The wind-power farm at Rokkasho has sprung up close to Japan’s first nuclear reprocessing plant, a Legolike complex of windowless buildings and steel towers, which was supposed to have started up 15 years ago but is only now nearing completion.
Dogged by persistent technical problems, it is designed to recycle spent nuclear fuel and partly address a glaring weakness in Japan’s bid to restore confidence in the industry, shredded last year when a quake and tsunami wrecked the Fukushima Daiichi power station to the south, triggering radioactive leaks and mass evacuations.
But the Rokkasho project is too little, too late, according to critics who say Japan is running so short of nuclearwaste storage that the entire industry risks shutdown within the next two decades unless a solution is found.

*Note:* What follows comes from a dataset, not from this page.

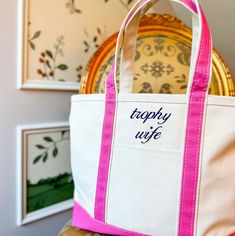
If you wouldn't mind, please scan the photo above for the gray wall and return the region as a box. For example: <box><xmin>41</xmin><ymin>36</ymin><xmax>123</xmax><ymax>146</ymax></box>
<box><xmin>0</xmin><ymin>0</ymin><xmax>235</xmax><ymax>236</ymax></box>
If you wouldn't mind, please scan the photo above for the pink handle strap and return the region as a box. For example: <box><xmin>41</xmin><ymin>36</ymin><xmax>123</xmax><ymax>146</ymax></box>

“You don’t build a house without a toilet,” said Jitsuro Terashima, president of the Japan Research Institute think tank and member of an expert panel advising the national government on energy policy after the Fukushima disaster.
“If Japan seriously wants to stick to nuclear power, a second Rokkasho would be needed,” he said.

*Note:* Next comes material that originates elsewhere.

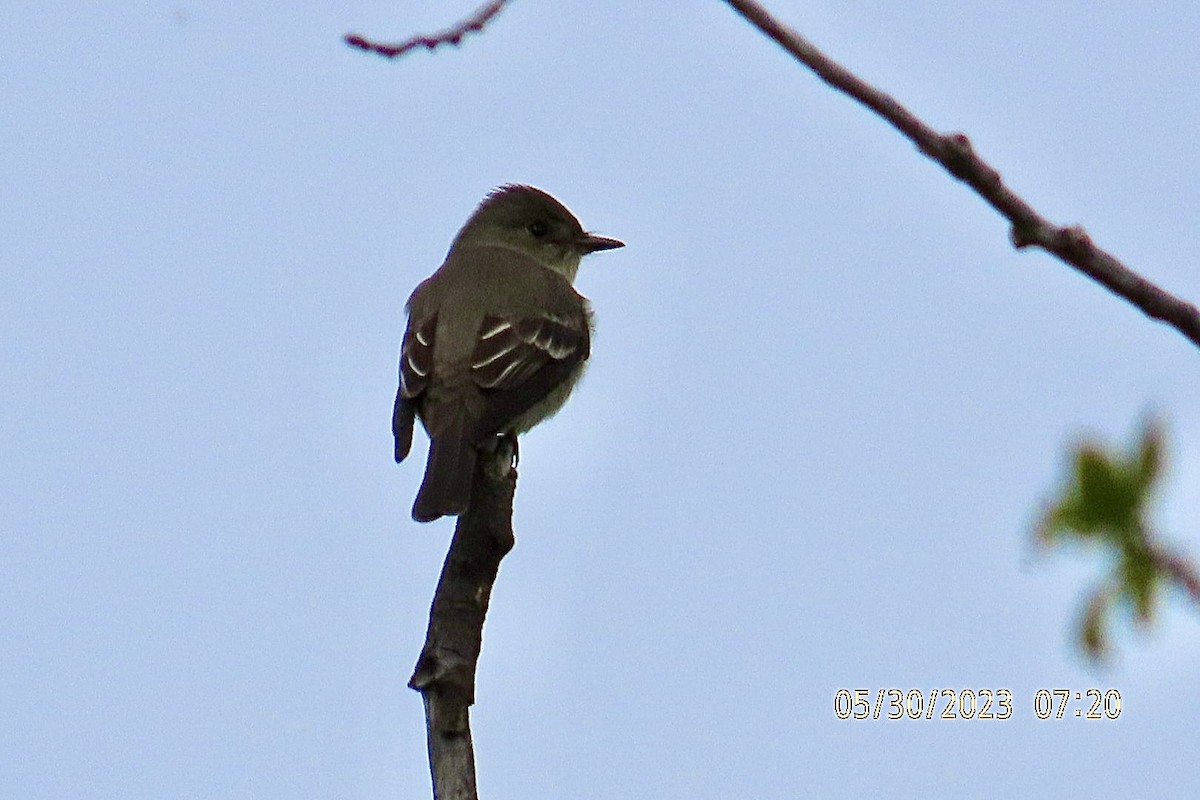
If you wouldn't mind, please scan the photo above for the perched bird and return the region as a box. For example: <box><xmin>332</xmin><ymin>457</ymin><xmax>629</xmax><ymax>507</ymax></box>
<box><xmin>391</xmin><ymin>185</ymin><xmax>624</xmax><ymax>522</ymax></box>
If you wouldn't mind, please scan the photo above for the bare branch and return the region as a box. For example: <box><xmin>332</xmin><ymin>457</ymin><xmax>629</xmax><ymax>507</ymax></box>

Long-term storage of highly radioactive waste is a problem common to all nuclearpowered nations, including the United States, but experts say Japan’s unstable geology and densely populated terrain mean that its challenges are far bigger.
The Rokkasho plant is due to finally start up in October, barely 19 months after the radioactive clouds at Fukushima sparked the world’s worst nuclear crisis in 25 years — a crisis exacerbated by the 1,800 tonnes of spent nuclear-fuel rods being stored at the power station when the disaster struck.

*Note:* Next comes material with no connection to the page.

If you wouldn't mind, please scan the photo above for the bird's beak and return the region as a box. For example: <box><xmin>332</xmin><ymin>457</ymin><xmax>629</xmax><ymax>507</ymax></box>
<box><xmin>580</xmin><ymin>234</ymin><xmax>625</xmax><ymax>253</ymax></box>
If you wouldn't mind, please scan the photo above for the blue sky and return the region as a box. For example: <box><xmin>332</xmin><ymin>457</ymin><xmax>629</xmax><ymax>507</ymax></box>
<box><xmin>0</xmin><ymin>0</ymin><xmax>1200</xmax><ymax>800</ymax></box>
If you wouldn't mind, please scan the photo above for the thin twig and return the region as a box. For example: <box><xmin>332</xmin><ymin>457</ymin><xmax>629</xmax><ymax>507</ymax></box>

As Japan approaches the anniversary of the March 11 quake, the nuclear power industry, which just over a year ago supplied a third of its power, is virtually paralyzed.
All but two of the country’s 54 reactors are offline.
The reactors have steadily been shut down for maintenance, unable to restart until they meet new stress tests that aim to determine if power stations in the future can withstand the kind of terrifying natural force unleashed on Fukushima: a magnitude 9 quake and a wall of water more than 10 metres (30 ft) high.
Effectively, though, the utilities have to do more than pass stress tests; they have to finally convince local governments that the waste problems will be resolved, not continue to mount up inside power plants lined up along the Japanese coast like radioactive warehouses, exposed to the risk of tsunamis.